Monday, Jan. 24, 1977

Socking It to 'Swine Bobby'

A good many Western firms that have been involved in natural resources in the "developing" nations since the colonial era have had to make some sharp changes in the way they handle their overseas empires. Some of the companies that have not adapted to new realities of local pride and politics have learned to regret it. The most recent example is Sime Darby, a rubber and palm-oil conglomerate in Malaysia that had been one of the stouter remaining pillars of Britain's overseas commercial empire. That pillar fell with a crash over New Year's with an upheaval on the board of directors that put the company under effective control of the Malaysian government and had all the elements of a Graham Greene novel --intrigue, nationalism and more than a pinch of imperial smugness.

The immediate cause of the postcolonial drama at Sime Darby was a disagreement over appointments to fill three vacancies on the twelve-member board last November. Chairman James Bywater, a British-born engineer who was a relative newcomer to Malaysia, insisted that three British members of his management team be nominated for the board. But a big Sime Darby stockholder, the government-controlled Pernas, a trading company with capital of $200 million, was just as adamant in pushing three Asian candidates of its own. Pernas had clout: it publicly admitted holding 8.5% of Sime Darby's stock, but may have quietly bought as much as 20% through third-party nominees.

Steam Heat. Bywater called for a proxy fight, despite warnings from other businessmen that he could not win. On the eve of the proxy vote, when Bywater finally realized he had lost, he called off the fight and resigned from the board with two other directors, leaving the government in control with a seven-man majority on the board. Within hours, Bywater was replaced as chairman by Tun Tan Siew Sin, Malaysia's former Finance Minister. Said Bywater: "I guess we just ran out of steam."

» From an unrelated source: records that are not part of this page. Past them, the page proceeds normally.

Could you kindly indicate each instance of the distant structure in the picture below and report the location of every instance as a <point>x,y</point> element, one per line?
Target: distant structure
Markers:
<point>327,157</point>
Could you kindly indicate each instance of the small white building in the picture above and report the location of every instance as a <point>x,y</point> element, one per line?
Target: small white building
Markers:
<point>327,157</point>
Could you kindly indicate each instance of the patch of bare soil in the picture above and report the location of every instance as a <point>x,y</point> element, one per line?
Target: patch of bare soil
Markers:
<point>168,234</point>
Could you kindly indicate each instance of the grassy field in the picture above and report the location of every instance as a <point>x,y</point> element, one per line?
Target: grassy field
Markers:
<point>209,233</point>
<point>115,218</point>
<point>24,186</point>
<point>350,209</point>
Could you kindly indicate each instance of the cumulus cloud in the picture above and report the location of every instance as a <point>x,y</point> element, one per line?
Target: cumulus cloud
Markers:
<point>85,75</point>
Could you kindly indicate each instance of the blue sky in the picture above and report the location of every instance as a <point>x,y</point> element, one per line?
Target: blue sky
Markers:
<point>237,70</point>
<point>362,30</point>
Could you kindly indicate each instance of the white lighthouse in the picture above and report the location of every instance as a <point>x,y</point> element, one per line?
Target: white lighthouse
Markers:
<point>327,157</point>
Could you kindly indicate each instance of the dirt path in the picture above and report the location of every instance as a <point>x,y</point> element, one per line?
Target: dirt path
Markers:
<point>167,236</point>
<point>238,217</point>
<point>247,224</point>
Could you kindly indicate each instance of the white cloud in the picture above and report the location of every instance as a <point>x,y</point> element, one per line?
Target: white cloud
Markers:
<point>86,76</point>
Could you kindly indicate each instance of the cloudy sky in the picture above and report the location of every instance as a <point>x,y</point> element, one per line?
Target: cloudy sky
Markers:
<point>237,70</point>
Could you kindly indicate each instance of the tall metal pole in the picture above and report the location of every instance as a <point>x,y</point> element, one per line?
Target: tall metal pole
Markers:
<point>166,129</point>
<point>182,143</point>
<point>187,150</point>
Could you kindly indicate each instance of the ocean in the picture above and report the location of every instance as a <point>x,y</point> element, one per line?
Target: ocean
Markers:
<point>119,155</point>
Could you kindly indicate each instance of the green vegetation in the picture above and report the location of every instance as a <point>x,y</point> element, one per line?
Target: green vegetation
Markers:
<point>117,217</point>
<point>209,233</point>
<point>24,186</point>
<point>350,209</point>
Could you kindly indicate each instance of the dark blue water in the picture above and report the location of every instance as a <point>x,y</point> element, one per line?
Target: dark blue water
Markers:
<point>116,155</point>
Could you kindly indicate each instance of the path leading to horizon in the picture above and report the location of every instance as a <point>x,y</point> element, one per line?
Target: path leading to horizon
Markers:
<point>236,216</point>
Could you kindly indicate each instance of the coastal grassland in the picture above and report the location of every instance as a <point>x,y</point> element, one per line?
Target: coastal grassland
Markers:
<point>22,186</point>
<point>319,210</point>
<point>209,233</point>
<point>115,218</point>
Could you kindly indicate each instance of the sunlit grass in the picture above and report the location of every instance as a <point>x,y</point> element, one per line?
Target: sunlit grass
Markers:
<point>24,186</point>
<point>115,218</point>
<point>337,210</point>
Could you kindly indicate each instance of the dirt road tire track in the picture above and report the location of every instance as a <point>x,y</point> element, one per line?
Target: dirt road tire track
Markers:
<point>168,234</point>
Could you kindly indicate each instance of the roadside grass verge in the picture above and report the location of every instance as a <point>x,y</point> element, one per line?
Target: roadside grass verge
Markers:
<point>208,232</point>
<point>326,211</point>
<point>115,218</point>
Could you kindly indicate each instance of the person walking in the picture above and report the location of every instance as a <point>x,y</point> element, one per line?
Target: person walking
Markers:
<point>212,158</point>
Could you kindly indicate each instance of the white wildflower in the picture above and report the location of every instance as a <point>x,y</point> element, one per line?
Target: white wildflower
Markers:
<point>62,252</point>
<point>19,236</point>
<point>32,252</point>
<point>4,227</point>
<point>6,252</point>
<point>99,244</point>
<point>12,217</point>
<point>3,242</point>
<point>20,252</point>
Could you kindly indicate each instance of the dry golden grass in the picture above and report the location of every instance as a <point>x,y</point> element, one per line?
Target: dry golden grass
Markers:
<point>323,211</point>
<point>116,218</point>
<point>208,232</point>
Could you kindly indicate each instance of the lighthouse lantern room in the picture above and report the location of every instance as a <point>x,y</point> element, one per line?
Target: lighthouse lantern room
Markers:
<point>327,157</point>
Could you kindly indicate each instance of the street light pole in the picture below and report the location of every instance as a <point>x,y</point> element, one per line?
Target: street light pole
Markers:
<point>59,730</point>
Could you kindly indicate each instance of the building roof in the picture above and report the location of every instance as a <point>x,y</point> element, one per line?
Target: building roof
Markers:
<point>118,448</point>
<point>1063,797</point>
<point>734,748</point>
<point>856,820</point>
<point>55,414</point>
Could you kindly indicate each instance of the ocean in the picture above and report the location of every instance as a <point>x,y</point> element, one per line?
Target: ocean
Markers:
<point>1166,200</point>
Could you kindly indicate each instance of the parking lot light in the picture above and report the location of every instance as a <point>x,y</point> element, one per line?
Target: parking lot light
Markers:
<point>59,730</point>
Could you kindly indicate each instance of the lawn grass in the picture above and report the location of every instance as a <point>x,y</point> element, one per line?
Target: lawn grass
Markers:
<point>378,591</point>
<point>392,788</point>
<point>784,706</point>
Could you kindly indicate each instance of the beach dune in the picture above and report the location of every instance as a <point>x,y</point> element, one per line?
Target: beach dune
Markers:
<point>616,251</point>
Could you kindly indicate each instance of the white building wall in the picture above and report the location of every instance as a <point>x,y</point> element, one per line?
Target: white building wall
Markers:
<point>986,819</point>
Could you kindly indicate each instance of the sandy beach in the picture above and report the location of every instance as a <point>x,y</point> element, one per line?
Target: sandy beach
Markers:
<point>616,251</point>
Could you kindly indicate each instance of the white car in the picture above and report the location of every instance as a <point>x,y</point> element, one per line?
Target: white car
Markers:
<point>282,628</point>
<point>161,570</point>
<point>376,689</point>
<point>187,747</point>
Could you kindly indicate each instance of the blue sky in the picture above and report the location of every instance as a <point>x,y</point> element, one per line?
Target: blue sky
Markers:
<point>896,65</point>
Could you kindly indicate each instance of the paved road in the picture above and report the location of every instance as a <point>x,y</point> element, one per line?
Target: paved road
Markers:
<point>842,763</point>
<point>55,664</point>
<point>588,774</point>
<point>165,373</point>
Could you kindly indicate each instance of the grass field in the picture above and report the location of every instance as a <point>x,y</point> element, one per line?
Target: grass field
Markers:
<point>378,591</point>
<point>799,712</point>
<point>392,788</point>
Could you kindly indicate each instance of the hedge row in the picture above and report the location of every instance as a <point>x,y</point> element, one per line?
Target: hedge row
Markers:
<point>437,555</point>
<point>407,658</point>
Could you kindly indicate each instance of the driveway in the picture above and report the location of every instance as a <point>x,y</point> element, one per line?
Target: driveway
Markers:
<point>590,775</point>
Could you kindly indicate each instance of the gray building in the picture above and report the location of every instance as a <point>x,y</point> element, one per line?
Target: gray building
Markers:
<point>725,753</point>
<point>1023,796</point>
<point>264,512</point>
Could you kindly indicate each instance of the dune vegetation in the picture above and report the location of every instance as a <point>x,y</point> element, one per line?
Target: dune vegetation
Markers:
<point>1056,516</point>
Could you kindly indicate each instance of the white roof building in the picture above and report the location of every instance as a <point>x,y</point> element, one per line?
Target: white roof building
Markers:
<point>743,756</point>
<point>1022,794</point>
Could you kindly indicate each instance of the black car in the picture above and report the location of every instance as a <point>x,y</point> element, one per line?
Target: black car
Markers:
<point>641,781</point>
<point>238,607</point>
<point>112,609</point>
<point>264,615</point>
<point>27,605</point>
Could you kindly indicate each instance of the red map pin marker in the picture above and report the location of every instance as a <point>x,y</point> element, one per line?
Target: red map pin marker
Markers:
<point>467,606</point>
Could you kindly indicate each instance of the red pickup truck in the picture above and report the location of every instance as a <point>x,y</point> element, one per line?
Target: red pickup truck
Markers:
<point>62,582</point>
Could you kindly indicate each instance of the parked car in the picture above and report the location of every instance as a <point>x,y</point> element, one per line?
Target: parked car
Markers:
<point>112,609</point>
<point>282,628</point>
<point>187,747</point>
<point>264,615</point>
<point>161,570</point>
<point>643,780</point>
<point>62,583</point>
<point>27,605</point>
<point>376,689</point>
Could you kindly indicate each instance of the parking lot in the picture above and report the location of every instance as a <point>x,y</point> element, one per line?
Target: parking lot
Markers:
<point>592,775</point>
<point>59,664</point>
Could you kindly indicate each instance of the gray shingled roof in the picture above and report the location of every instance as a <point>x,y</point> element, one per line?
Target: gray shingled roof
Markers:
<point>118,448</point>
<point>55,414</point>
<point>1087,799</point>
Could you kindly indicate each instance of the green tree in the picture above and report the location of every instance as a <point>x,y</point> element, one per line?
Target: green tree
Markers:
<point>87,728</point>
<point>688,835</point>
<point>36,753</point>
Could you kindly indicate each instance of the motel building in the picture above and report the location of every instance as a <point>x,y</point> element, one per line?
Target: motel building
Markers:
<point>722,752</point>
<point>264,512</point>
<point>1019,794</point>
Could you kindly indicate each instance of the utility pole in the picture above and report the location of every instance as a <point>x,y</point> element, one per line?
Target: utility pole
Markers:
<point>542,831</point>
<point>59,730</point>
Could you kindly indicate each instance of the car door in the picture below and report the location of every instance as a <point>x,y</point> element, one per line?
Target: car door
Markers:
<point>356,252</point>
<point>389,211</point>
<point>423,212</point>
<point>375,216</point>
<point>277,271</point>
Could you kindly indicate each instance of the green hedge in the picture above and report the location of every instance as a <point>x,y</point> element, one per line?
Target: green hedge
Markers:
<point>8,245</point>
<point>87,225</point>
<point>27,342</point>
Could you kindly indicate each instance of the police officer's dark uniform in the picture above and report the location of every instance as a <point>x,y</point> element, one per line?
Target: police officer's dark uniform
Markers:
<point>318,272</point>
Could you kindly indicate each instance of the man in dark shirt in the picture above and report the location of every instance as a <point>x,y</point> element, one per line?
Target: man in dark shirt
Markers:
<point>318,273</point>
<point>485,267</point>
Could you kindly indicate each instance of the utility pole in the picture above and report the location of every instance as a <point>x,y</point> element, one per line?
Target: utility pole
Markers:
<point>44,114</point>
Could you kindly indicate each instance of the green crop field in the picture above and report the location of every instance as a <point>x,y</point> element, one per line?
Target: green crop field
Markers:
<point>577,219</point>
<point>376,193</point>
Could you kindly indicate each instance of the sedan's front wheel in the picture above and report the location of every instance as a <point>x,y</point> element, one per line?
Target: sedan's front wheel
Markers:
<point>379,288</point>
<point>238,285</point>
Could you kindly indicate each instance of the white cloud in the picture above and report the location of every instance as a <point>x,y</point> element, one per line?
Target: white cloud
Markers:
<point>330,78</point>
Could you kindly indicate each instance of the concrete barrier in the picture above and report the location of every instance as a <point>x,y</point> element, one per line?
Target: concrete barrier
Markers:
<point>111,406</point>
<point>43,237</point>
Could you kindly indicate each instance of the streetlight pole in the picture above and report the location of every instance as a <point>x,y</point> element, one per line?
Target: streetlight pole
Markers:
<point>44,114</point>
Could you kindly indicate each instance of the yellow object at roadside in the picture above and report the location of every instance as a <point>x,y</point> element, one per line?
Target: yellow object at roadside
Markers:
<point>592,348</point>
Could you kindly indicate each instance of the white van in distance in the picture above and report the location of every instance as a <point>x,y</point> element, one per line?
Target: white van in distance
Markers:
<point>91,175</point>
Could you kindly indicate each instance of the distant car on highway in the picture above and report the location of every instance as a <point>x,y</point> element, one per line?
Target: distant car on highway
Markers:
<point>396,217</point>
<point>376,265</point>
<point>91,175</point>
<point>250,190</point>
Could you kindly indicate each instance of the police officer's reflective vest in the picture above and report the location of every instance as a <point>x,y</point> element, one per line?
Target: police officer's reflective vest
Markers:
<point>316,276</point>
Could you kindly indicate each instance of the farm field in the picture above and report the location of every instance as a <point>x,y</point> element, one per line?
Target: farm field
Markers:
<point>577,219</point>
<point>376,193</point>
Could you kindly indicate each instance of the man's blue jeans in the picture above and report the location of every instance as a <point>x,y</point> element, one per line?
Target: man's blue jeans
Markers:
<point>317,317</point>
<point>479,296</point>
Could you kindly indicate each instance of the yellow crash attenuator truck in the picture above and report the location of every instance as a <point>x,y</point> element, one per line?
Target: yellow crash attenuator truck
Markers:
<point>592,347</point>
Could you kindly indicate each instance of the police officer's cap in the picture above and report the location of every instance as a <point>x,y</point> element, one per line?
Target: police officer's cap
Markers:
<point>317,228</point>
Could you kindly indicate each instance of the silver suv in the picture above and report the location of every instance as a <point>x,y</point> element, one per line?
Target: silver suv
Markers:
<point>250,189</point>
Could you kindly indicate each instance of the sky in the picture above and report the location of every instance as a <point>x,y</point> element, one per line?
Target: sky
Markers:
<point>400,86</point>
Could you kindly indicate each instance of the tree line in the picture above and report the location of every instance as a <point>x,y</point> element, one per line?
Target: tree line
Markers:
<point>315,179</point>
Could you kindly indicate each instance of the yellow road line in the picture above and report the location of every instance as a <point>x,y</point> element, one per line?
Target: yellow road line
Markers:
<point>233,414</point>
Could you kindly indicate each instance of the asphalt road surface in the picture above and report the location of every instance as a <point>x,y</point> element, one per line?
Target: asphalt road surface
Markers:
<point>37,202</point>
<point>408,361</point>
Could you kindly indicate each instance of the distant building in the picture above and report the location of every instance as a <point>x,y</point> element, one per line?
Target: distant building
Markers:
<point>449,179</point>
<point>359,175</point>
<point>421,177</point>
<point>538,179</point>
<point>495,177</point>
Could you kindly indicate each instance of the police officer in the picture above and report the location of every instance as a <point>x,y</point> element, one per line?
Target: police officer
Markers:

What Bywater had apparently failed to reckon with was the rising strength of economic nationalism in Malaysia and the growing disenchantment of Sime Darby shareholders--now mostly Malaysians--with the largely British management of the firm, which many local critics viewed as a sore reminder of colonial exploitation.

The company holds assets of $300 million in rubber plantations and palm-oil industries on the Malay peninsula, yet it keeps its headquarters in Singapore and is registered in London. For years it had a reputation for mistreating and underpaying its workers, who bitterly dubbed the firm "Swine Bobby" (slang for pig feed) or "Slime Darby."

More recently, the company bought control of a lackluster elevator company in Britain and an interest in a garbage-truck manufacturer in Belgium. Bywater defended these investments as steps toward creating "a Western technological base" for the company, but most Asians saw them as a flight of Malaysian-earned profits.

Sime Darby, named for three British founders (two Sime brothers and H.M. Darby), was established in 1910 as a management firm with a capital of $20,000. By the late '60s the company, under its autocratic chairman Dennis Finder, had embarked on an expansion drive, gobbling up smaller firms and firing managers. When commodity prices plunged in 1973, the company was badly overextended and profits dropped. On top of that, Finder was arrested and eventually jailed for misappropriating $1 million in company funds.

That was when Bywater, a recruit from British Ford with a reputation as a brisk and competent manager, was brought in. The town-gown relationship he found was tense, to put it mildly. "I only had access to the company's documents if I requested them from the police," he complained to a reporter. Nonetheless, Bywater, with a new executive group, reorganized the sprawling company along more efficient lines; in 1976 Sime Darby managed to turn a profit of $30 million--the highest in its history--on sales of $496 million.

Opening Wedge. The Sime Darby takeover is a clear sign that the Malaysian government wants a greater say in producing and marketing its resources. The broader implications, however, have given some businessmen pause: they are convinced that the Sime Darby affair could be the opening wedge in a new drive to nationalize or otherwise restrict foreign resource firms, not only in Malaysia but throughout all the developing countries in Southeast Asia. For this reason, the Malaysian government may be hesitant to follow up its coup at Sime Darby with moves on other foreign-run firms, lest it frighten off foreign capital. New outside investment in Malaysia last year totaled only $32 million, down sharply from $268 million in 1975.